Okazaki E, Chikahisa L, Kanemaru K, Oyama Y
Laboratory of Cell Signaling (Pharmacology), Faculty of Integrated Arts and Sciences, University of Tokushima, Japan.
Jpn J Pharmacol. 1996 Aug;71(4):273-80. doi: 10.1254/jjp.71.273.
The effect of hydrogen peroxide (H2O2) on the intracellular Ca2+ concentration ([Ca2+]i) of rat thymocytes was examined by a flow cytometer and two fluorescent dyes, fluo-3-AM and ethidium bromide, a dye impermeant to intact membranes, to characterize the H2O2-induced increase in [Ca2+]i. H2O2 at concentrations greater than 30 microM dose-dependently increased the [Ca2+]i of thymocytes which were not stained with ethidium. Removal of external Ca2+ greatly reduced the degree of H2O2-induced increase in [Ca2+]i. However, H2O2 still increased the [Ca2+]i under the external Ca(2+)-free condition. Diethylmaleate, which is known to produce a chemical depletion of cellular nonprotein thiol, significantly increased the [Ca2+]i. Dithiothreitol, which is used to protect cellular nonprotein thiol, slightly decreased the [Ca2+]i, but greatly reduced the H2O2-induced increase in [Ca2+]i. Therefore, it is considered that H2O2 may increase the [Ca2+]i through a mechanism related to the effects of H2O2 on the cellular nonprotein thiol.

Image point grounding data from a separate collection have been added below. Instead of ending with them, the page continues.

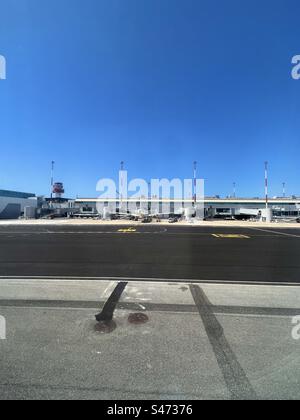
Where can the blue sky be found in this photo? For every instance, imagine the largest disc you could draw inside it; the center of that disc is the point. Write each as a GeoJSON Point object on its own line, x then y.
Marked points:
{"type": "Point", "coordinates": [156, 83]}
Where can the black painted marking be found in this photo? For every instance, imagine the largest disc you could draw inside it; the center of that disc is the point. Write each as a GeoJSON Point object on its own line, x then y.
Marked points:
{"type": "Point", "coordinates": [235, 378]}
{"type": "Point", "coordinates": [107, 312]}
{"type": "Point", "coordinates": [152, 307]}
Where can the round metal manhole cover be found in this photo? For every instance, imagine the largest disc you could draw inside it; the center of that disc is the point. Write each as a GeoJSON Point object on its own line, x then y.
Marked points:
{"type": "Point", "coordinates": [105, 327]}
{"type": "Point", "coordinates": [138, 318]}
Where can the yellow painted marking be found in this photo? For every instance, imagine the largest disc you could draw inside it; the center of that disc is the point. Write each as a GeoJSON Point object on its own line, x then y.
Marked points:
{"type": "Point", "coordinates": [129, 230]}
{"type": "Point", "coordinates": [230, 236]}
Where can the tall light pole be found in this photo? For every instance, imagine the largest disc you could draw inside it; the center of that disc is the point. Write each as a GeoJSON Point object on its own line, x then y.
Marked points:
{"type": "Point", "coordinates": [266, 186]}
{"type": "Point", "coordinates": [195, 183]}
{"type": "Point", "coordinates": [52, 177]}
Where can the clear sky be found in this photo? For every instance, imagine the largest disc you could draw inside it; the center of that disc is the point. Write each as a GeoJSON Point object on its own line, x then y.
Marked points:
{"type": "Point", "coordinates": [156, 83]}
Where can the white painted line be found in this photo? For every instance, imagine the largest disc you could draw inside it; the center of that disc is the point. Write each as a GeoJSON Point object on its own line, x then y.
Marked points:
{"type": "Point", "coordinates": [276, 232]}
{"type": "Point", "coordinates": [151, 280]}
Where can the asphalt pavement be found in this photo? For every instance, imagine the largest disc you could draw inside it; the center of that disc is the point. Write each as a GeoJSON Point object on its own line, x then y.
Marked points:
{"type": "Point", "coordinates": [152, 252]}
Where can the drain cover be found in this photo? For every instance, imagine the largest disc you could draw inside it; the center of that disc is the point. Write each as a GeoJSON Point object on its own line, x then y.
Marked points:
{"type": "Point", "coordinates": [138, 318]}
{"type": "Point", "coordinates": [105, 327]}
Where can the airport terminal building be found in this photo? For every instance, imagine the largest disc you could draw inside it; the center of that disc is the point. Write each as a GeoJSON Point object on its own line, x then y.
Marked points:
{"type": "Point", "coordinates": [13, 203]}
{"type": "Point", "coordinates": [213, 207]}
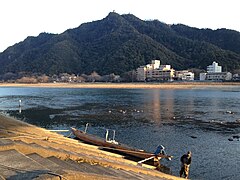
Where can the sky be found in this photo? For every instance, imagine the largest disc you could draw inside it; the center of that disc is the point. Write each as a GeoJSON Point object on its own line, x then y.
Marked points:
{"type": "Point", "coordinates": [22, 18]}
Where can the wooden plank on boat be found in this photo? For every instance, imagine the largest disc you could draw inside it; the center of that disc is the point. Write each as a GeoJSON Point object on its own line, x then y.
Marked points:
{"type": "Point", "coordinates": [119, 148]}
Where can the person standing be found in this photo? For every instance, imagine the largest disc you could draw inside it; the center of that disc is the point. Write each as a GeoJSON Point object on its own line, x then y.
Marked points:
{"type": "Point", "coordinates": [186, 160]}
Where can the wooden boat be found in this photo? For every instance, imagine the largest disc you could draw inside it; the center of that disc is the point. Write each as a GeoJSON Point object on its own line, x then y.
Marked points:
{"type": "Point", "coordinates": [112, 145]}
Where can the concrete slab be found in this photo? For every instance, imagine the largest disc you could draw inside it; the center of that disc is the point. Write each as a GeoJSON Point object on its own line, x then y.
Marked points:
{"type": "Point", "coordinates": [15, 165]}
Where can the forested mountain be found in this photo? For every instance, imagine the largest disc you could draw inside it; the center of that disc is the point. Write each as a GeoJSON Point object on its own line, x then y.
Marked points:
{"type": "Point", "coordinates": [120, 43]}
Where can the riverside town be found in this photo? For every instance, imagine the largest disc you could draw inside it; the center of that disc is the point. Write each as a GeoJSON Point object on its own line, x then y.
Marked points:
{"type": "Point", "coordinates": [154, 72]}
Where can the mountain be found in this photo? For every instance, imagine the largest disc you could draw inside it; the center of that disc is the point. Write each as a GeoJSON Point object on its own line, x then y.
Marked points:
{"type": "Point", "coordinates": [120, 43]}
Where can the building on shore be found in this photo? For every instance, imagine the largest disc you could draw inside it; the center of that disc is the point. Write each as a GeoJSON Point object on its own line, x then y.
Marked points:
{"type": "Point", "coordinates": [214, 73]}
{"type": "Point", "coordinates": [155, 72]}
{"type": "Point", "coordinates": [214, 68]}
{"type": "Point", "coordinates": [184, 75]}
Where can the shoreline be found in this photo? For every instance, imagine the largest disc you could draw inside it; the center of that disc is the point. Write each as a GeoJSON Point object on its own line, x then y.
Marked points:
{"type": "Point", "coordinates": [30, 139]}
{"type": "Point", "coordinates": [168, 85]}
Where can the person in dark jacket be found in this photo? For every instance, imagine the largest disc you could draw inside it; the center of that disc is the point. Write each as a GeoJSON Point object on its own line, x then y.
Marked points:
{"type": "Point", "coordinates": [186, 160]}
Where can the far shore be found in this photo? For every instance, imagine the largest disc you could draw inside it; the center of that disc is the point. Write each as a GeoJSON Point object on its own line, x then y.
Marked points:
{"type": "Point", "coordinates": [168, 85]}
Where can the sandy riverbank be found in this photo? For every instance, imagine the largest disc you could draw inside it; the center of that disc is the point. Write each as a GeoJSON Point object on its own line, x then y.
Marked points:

通过流式细胞仪以及两种荧光染料(fluo-3-AM和溴化乙锭,一种不能透过完整细胞膜的染料)来检测过氧化氢(H₂O₂)对大鼠胸腺细胞内钙离子浓度([Ca²⁺]i)的影响,以表征H₂O₂诱导的[Ca²⁺]i升高。浓度大于30微摩尔的H₂O₂剂量依赖性地增加了未被溴化乙锭染色的胸腺细胞的[Ca²⁺]i。去除细胞外钙离子极大地降低了H₂O₂诱导的[Ca²⁺]i升高程度。然而,在无细胞外钙离子的条件下,H₂O₂仍能增加[Ca²⁺]i。已知能导致细胞非蛋白巯基化学耗竭的马来酸二乙酯显著增加了[Ca²⁺]i。用于保护细胞非蛋白巯基的二硫苏糖醇轻微降低了[Ca²⁺]i,但极大地降低了H₂O₂诱导的[Ca²⁺]i升高。因此,认为H₂O₂可能通过与H₂O₂对细胞非蛋白巯基的作用相关的机制增加[Ca²⁺]i。